Pantaloon‘s lips cracked to reveal a three toothed grin and he turned back, raising his sword high above the defenseless orphan as he did so. “You’re in Hell!” he hissed and brought the blade down for a killing stroke.
Mid swing a rock struck poor Pantaloon behind the ear and down he went, fast as shot strung line in a fish pond. “Hurry, run!” a squeaky voice called at the stone’s impact.
Tear filled eyeballs peered from between swathing. Bright green and sparkling they saw the still form of Pantaloon crumpled in a heap before them. Bouncing from the fetal position in an instant the raggedy bundle sprang away from the stunned mob. “Over here!” came a cry. Altering course the sprinting dirtball bobbed and weaved around the edge of the reawakening mob and barreled between two houses.
A shadow detached from its fellows and ran alongside the urchin. A stolen glance with emerald irises gave a blurred impression of another flea bitten, lice ridden, rag wrapped bag of bones street urchin keeping step. “We’ve gotta hurry!” the other urchin called as the mob’s nasty curses and dire threats began piling up behind them.
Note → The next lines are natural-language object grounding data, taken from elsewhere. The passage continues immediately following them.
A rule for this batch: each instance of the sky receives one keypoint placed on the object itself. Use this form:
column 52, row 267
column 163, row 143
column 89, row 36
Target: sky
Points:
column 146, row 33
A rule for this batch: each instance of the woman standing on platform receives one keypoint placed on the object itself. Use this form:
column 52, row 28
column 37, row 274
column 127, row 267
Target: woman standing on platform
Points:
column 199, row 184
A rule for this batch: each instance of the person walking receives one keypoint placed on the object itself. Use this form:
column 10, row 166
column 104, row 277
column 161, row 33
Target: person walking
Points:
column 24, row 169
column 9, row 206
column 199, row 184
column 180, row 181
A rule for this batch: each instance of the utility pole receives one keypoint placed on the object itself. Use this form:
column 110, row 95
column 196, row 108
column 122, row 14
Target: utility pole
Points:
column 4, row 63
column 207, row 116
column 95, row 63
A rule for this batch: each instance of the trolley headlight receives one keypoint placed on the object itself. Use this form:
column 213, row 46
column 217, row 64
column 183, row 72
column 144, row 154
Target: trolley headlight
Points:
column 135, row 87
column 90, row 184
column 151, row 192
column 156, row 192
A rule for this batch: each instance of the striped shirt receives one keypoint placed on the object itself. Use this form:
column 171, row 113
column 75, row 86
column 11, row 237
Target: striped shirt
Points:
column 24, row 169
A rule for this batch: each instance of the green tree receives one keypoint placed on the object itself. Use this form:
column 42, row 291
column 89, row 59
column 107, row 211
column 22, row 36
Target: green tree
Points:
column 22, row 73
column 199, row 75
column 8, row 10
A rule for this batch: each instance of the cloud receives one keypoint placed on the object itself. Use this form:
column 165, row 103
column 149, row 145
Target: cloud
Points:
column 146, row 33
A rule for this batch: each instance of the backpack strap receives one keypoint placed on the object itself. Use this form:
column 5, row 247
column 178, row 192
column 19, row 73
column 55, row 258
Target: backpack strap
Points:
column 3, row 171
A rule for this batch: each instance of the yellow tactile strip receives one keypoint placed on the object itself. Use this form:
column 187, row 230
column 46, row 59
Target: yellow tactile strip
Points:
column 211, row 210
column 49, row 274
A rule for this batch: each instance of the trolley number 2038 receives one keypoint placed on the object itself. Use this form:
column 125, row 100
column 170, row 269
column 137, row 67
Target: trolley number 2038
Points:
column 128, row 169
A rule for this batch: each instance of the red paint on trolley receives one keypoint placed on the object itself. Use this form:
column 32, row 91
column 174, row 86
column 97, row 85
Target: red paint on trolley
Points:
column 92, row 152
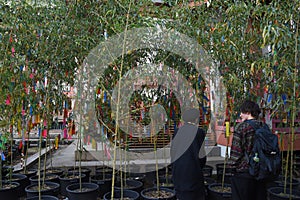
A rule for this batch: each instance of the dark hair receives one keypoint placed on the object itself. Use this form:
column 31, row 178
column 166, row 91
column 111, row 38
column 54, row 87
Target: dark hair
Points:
column 251, row 107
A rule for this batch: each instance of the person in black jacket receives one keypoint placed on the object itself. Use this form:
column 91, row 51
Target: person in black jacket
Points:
column 188, row 158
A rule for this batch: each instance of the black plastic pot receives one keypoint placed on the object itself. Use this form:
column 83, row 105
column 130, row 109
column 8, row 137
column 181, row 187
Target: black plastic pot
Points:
column 165, row 194
column 22, row 180
column 43, row 197
column 84, row 170
column 29, row 173
column 207, row 171
column 6, row 170
column 9, row 193
column 56, row 171
column 104, row 182
column 48, row 178
column 277, row 193
column 229, row 172
column 214, row 194
column 67, row 179
column 32, row 190
column 130, row 185
column 165, row 182
column 103, row 170
column 89, row 191
column 131, row 194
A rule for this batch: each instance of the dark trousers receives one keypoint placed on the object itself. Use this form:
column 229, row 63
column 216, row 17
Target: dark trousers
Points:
column 190, row 195
column 245, row 187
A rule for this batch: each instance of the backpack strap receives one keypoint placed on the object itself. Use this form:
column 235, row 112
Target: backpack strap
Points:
column 255, row 126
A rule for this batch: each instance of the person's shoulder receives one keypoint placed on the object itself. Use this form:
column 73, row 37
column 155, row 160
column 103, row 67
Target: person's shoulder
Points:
column 242, row 125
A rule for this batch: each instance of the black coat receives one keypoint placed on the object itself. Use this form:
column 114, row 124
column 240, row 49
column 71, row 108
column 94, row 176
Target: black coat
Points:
column 187, row 167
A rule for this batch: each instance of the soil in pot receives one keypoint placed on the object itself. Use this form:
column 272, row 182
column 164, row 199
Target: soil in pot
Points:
column 207, row 171
column 136, row 176
column 124, row 195
column 88, row 191
column 104, row 182
column 84, row 170
column 68, row 179
column 9, row 190
column 277, row 193
column 165, row 182
column 161, row 194
column 48, row 178
column 22, row 180
column 48, row 188
column 217, row 192
column 129, row 185
column 43, row 197
column 103, row 170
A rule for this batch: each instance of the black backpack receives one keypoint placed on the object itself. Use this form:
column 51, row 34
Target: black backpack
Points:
column 264, row 160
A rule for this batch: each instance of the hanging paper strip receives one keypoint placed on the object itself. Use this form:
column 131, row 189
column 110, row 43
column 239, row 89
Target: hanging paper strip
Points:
column 107, row 152
column 2, row 156
column 65, row 133
column 94, row 144
column 44, row 133
column 7, row 102
column 19, row 126
column 88, row 139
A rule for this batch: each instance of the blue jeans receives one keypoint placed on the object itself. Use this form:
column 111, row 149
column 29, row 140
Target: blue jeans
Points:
column 245, row 187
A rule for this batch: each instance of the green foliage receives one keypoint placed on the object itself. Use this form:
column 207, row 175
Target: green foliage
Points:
column 53, row 40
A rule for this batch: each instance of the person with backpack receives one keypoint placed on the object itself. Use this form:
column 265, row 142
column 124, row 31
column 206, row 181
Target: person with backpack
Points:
column 188, row 157
column 255, row 154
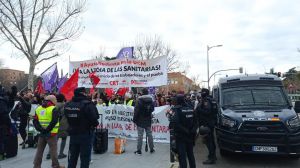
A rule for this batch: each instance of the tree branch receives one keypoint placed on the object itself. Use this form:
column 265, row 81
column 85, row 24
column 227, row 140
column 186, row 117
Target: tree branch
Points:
column 44, row 59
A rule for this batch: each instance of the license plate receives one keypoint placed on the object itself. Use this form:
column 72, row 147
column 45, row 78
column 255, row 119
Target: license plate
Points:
column 264, row 149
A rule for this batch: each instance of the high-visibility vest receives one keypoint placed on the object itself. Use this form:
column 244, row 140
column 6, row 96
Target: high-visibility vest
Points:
column 116, row 102
column 129, row 103
column 45, row 117
column 103, row 104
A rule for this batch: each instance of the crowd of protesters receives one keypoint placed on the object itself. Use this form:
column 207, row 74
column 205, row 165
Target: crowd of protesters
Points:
column 185, row 102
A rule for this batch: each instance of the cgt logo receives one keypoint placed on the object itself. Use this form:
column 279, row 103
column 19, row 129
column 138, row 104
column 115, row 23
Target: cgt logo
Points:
column 114, row 83
column 134, row 82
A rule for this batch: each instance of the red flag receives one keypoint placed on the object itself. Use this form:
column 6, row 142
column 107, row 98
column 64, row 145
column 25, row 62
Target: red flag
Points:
column 68, row 88
column 122, row 91
column 39, row 88
column 94, row 80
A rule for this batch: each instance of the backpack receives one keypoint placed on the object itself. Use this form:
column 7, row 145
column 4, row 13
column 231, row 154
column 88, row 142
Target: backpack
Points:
column 74, row 112
column 146, row 108
column 3, row 106
column 16, row 111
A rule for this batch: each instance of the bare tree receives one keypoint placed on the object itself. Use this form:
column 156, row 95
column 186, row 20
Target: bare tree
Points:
column 39, row 29
column 184, row 67
column 148, row 47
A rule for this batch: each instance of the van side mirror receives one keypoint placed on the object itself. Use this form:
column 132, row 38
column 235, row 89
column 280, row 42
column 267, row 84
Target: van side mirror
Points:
column 297, row 106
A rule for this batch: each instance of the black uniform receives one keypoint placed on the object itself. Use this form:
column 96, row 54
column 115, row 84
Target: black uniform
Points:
column 5, row 122
column 207, row 118
column 82, row 116
column 185, row 126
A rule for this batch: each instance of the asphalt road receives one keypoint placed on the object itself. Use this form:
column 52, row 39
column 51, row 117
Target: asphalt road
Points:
column 160, row 159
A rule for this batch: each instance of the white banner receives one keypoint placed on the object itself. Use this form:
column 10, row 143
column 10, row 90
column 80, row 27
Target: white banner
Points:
column 118, row 120
column 122, row 72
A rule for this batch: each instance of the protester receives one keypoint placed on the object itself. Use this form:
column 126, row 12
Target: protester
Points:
column 185, row 126
column 207, row 118
column 63, row 124
column 128, row 100
column 82, row 116
column 5, row 122
column 24, row 107
column 142, row 118
column 46, row 122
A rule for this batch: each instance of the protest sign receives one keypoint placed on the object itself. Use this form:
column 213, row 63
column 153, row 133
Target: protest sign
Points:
column 122, row 72
column 118, row 119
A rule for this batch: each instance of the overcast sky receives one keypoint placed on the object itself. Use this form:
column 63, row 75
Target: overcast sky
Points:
column 255, row 34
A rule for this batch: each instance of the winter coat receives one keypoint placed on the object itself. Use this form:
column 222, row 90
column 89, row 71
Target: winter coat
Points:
column 63, row 122
column 142, row 118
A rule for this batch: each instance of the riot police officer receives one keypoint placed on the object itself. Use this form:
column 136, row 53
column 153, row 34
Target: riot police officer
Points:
column 82, row 117
column 206, row 113
column 185, row 126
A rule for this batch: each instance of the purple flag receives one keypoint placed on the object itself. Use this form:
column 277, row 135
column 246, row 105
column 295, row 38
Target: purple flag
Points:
column 50, row 76
column 126, row 52
column 151, row 90
column 61, row 82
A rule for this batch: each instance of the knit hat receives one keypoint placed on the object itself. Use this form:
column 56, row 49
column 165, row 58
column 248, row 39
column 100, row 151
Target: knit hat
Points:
column 51, row 98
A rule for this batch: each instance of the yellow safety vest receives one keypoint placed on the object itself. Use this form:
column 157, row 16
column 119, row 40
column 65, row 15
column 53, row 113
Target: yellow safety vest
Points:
column 45, row 117
column 103, row 104
column 129, row 103
column 116, row 102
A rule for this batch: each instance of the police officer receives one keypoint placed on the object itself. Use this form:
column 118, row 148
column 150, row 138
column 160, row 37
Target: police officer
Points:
column 46, row 122
column 4, row 121
column 128, row 100
column 82, row 116
column 185, row 126
column 207, row 118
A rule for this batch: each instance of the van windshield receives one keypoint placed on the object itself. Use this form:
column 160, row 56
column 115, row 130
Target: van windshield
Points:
column 245, row 96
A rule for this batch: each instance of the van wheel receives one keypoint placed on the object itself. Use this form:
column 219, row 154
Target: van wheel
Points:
column 224, row 153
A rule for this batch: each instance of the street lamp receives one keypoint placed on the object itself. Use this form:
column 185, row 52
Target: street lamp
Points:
column 208, row 48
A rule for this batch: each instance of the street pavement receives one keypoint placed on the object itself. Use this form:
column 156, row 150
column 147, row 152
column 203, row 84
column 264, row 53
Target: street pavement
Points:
column 160, row 159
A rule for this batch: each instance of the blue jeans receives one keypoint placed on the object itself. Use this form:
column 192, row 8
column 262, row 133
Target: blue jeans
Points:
column 80, row 145
column 185, row 149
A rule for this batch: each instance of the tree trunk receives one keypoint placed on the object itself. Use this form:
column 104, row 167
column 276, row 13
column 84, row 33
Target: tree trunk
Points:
column 31, row 75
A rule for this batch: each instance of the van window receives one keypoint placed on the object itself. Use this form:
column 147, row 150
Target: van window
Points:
column 270, row 96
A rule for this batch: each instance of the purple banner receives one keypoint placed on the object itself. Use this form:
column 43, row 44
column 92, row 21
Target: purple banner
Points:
column 151, row 90
column 126, row 52
column 61, row 82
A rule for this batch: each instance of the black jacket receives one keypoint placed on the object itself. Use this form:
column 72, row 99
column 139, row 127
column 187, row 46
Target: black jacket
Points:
column 88, row 118
column 4, row 112
column 38, row 126
column 140, row 117
column 185, row 123
column 206, row 115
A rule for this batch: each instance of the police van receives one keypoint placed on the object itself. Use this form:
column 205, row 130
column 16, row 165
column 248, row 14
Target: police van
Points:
column 256, row 116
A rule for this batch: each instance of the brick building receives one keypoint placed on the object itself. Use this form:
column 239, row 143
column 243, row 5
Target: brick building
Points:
column 178, row 82
column 10, row 77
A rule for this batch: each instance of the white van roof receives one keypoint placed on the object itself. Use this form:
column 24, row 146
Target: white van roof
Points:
column 249, row 77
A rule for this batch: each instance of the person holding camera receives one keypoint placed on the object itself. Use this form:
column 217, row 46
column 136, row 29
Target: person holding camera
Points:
column 46, row 122
column 206, row 113
column 184, row 123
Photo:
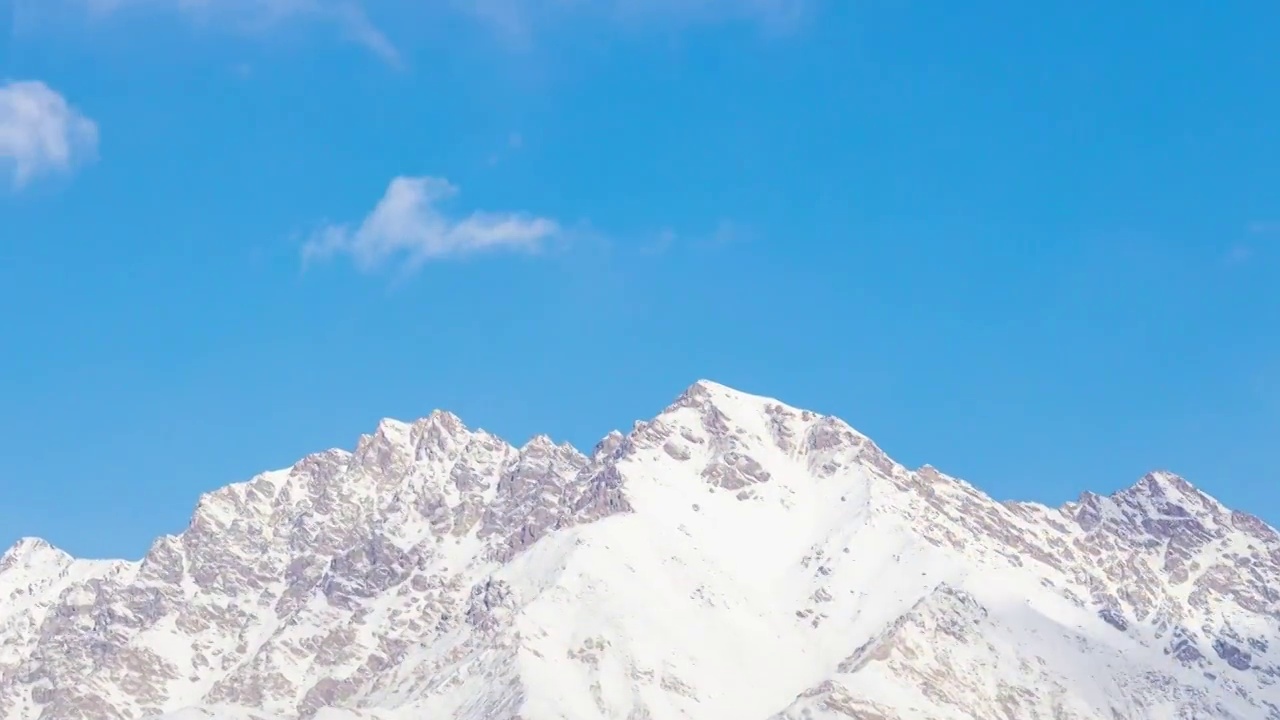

The twins put on an extra burst of speed, rounded a corner and dropped behind some long forgotten debris. Emerald Irises looked through similar folds of dirty clothe, into eyes a kind and gentle brown. After a few moments of angry threats growing in volume the mob stampeded past their camouflaging pile of garbage.
Emerald Irises tackled Gentle Brown with a bear hug beyond proportion. “Oh my God, thank you, thank you, thank you!"
“Wow, that was close!” gentle brown exhaled happily and pushed the ecstatic Emerald Irises away. “Slow down wouldja? We’re not safe yet. Follow me.” Dragging the other urchin to wobbly feet, Gentle Brown took off down the street in the opposite direction from the mob.